La administración regional negó que hubiera paralizado la obra y exigió el cumplimiento de la Ley y la realización de un estudio arqueológico de la zona. De hecho, decía que el Ayuntamiento, al pedir la licencia inicial, se demoró al entregarles el proyecto y se lo dio a cambio de que no hubiese paralización de obras. Desde Patrimonio estudiaron sancionar al Gobierno municipal, pero todo quedó, según las dos partes, en un ejemplo de colaboración y acuerdo.

Otro túnel de la risa
Finalmente, se apostó por el retranqueo en el viaje de agua y, aunque al principio Patrimonio era reticente, se trasladaron los restos de la cerca histórica para su posterior musealización. Aunque todos negaron que se hubiese parado la reforma, lo cierto es que la zona del conflicto se retrasó con respecto al resto.

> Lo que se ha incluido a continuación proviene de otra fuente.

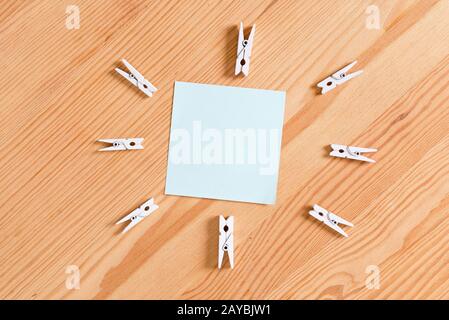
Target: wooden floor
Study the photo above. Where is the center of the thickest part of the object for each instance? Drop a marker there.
(60, 198)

El verano continuó con cortes casi diarios de carriles o calles anexas, debido a las reformas, la pavimentación y el reasfaltado. Y en otoño se adjudicaron las plazas de los aparcamientos subterráneos, infraestructuras cuya concesión paga toda la remodelación. Se cerró el tramo de obras entre las calles de María de Molina y de Goya, y se concluyó con la adecuación de la calle Jorge Juan. En noviembre se anunció que las obras del 'túnel de la risa' bajo estos tres aparcamientos de Serrano comenzarían el segundo semestre de 2010.

Otra Navidad con obras
Mientras tanto, un grupo de comerciantes, descontentos, denunciaron al Ayuntamiento por las obras de la calle. Argumentaban que las pérdidas que habían sufrido eran muy costosas y exigían una indemnización correspondiente. El Ayuntamiento aseguró que sólo ofrecerían las indemnizaciones estudiadas en la normativa a través de descuentos en el Impuesto de Actividades Económicas. Los comerciantes situados sobre la zona 3 de obras, la más cercana a la plaza de la Independencia, tuvieron que sufrir una segunda Navidad con obras, a pesar de que el Ayuntamiento eles había prometido que sufrirían las consecuencias de las obras en la campaña de 2008. La culpa, recordaron, era del retraso por los enfrentamientos entre instituciones.